True to Italian tradition a portion of the grapes are dried – conveniently in a neighbour’s solar-powered prune dehydrator – and added to the fresh grapes during fermentation. Subsequently, the wine is aged two years in selected old oak barrels to mature the wine rather than impart oak flavour. It is bottle aged for an additional two years before release.
This delicate dry lightly effervescent wine brims with true Italian personality.
Ripe grapes are gently pressed prior to the initial fermentation in stainless steel vats. A portion is barrel fermented and lees stirred to contribute both complexity and creamy texture to the wine prior to its secondary tank fermentation – known in Italy as the ‘Metodo Martinotti’. Minimal dosage prior to bottling under cork creates a vivacious style that mirrors its European origins.
A serendipitous ‘field’ blend crafted predominantly from pinot gris, riesling, sauvignon blanc and chardonnay grapes handpicked from low-yielding, mature, dry-grown vines.
Winemaker Brian Freeman believes it is possible to create a wine with aroma, structure and balance by capturing and blending the essence of different grape varieties.

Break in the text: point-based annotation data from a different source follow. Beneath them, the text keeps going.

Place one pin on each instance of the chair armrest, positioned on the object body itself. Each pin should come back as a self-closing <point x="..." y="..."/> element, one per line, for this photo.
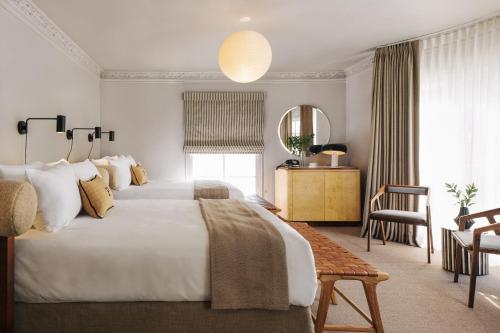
<point x="480" y="230"/>
<point x="489" y="214"/>
<point x="377" y="195"/>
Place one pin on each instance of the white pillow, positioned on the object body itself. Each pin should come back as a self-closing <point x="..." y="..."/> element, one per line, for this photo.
<point x="53" y="164"/>
<point x="101" y="162"/>
<point x="123" y="172"/>
<point x="58" y="196"/>
<point x="18" y="172"/>
<point x="84" y="170"/>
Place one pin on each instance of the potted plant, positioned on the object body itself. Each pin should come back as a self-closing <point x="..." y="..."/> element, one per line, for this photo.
<point x="299" y="144"/>
<point x="464" y="199"/>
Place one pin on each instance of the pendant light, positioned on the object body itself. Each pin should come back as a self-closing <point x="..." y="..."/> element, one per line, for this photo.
<point x="245" y="56"/>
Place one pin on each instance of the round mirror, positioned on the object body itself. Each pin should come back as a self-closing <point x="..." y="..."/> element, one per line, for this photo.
<point x="303" y="126"/>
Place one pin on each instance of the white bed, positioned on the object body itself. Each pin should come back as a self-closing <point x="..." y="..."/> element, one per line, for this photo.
<point x="167" y="189"/>
<point x="144" y="250"/>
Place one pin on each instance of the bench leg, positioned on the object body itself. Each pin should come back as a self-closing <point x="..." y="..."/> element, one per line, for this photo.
<point x="369" y="236"/>
<point x="382" y="229"/>
<point x="324" y="302"/>
<point x="458" y="261"/>
<point x="371" y="297"/>
<point x="334" y="297"/>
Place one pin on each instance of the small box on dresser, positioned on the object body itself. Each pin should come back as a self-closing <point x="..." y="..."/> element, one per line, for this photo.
<point x="316" y="194"/>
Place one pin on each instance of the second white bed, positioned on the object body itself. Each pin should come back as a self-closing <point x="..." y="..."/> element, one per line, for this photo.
<point x="166" y="189"/>
<point x="144" y="250"/>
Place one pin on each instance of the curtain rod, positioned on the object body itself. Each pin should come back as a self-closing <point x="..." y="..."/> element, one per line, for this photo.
<point x="483" y="18"/>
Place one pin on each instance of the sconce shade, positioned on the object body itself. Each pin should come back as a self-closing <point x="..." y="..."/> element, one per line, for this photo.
<point x="61" y="124"/>
<point x="315" y="149"/>
<point x="334" y="149"/>
<point x="245" y="56"/>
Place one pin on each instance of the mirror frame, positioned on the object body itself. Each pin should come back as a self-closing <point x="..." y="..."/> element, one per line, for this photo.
<point x="290" y="109"/>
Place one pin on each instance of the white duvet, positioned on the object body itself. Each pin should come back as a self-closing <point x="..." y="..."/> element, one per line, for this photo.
<point x="167" y="189"/>
<point x="144" y="250"/>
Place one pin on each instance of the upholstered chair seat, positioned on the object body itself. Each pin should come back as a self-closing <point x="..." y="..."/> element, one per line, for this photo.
<point x="400" y="216"/>
<point x="488" y="242"/>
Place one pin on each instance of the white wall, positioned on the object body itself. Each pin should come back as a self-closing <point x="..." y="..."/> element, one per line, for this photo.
<point x="358" y="119"/>
<point x="148" y="118"/>
<point x="38" y="80"/>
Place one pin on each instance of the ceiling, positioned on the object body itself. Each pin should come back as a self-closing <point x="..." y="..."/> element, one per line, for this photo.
<point x="305" y="35"/>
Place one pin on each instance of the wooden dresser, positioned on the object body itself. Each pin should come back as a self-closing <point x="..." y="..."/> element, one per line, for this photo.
<point x="318" y="194"/>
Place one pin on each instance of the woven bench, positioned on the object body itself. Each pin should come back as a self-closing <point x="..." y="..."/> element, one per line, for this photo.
<point x="334" y="263"/>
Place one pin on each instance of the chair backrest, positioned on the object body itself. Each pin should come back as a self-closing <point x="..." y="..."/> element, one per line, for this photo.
<point x="407" y="189"/>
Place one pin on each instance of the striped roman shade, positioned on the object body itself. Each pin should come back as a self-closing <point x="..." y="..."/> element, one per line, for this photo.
<point x="224" y="122"/>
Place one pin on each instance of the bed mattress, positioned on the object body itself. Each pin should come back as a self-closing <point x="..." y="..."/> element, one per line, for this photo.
<point x="144" y="250"/>
<point x="167" y="189"/>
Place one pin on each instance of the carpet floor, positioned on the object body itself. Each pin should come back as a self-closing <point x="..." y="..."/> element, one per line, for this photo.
<point x="417" y="297"/>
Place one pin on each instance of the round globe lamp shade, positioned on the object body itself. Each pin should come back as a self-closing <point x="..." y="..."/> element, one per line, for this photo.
<point x="245" y="56"/>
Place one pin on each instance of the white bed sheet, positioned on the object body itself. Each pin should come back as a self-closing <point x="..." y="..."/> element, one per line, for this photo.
<point x="167" y="189"/>
<point x="144" y="250"/>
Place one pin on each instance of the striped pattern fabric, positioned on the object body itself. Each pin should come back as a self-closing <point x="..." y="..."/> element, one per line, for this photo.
<point x="223" y="122"/>
<point x="448" y="252"/>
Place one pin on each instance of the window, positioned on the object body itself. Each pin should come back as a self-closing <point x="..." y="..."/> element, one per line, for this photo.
<point x="240" y="170"/>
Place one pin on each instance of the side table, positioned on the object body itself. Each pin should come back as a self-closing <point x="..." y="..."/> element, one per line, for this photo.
<point x="448" y="251"/>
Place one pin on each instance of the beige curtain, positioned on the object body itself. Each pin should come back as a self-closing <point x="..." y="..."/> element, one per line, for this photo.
<point x="226" y="122"/>
<point x="394" y="132"/>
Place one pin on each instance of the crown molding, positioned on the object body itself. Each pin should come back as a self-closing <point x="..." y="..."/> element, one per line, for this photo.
<point x="360" y="66"/>
<point x="30" y="14"/>
<point x="217" y="76"/>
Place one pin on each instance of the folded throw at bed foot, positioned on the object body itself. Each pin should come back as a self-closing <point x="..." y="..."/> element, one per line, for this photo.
<point x="248" y="268"/>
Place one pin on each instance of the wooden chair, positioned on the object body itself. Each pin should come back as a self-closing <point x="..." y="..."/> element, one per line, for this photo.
<point x="400" y="216"/>
<point x="475" y="242"/>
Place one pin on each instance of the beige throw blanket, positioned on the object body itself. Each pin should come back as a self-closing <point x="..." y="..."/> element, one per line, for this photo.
<point x="210" y="189"/>
<point x="247" y="258"/>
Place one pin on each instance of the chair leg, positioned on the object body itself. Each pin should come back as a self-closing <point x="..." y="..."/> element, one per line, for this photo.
<point x="382" y="228"/>
<point x="432" y="237"/>
<point x="473" y="275"/>
<point x="429" y="245"/>
<point x="371" y="297"/>
<point x="369" y="238"/>
<point x="458" y="262"/>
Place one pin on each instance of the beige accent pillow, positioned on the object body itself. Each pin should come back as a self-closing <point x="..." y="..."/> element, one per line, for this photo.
<point x="104" y="175"/>
<point x="18" y="205"/>
<point x="97" y="197"/>
<point x="113" y="176"/>
<point x="139" y="175"/>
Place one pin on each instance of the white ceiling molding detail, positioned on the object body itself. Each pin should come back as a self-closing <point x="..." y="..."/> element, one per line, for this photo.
<point x="218" y="76"/>
<point x="360" y="66"/>
<point x="29" y="13"/>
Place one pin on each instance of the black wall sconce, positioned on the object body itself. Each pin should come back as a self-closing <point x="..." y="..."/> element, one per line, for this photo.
<point x="111" y="137"/>
<point x="22" y="128"/>
<point x="70" y="136"/>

His intention is literally to create a wine in the vineyard from complementary varieties, and the outcome is an arrestingly different wine style.
Minimal intervention is deployed in growing the viognier grapes to make this wine. Left to their natural defences, in most years the noble fungus infection botrytis occurs naturally. Typically harvested in early June during freezing cold dawns, the grapes are pressed and their meagre juice fermented with wild yeast for nine months in oak, 50% new and 50% old. The only addition to the wine is a little sulphur at bottling.
This Tuscan origin immigrant has also adapted well in the NSW Hilltops to produce grapes displaying concentrated and balanced flavour profiles. Gentle basket-pressing after a short fermentation on skins precedes 12 months maturation in old oak, a process intended to highlight the complexity and balance of this singular wine.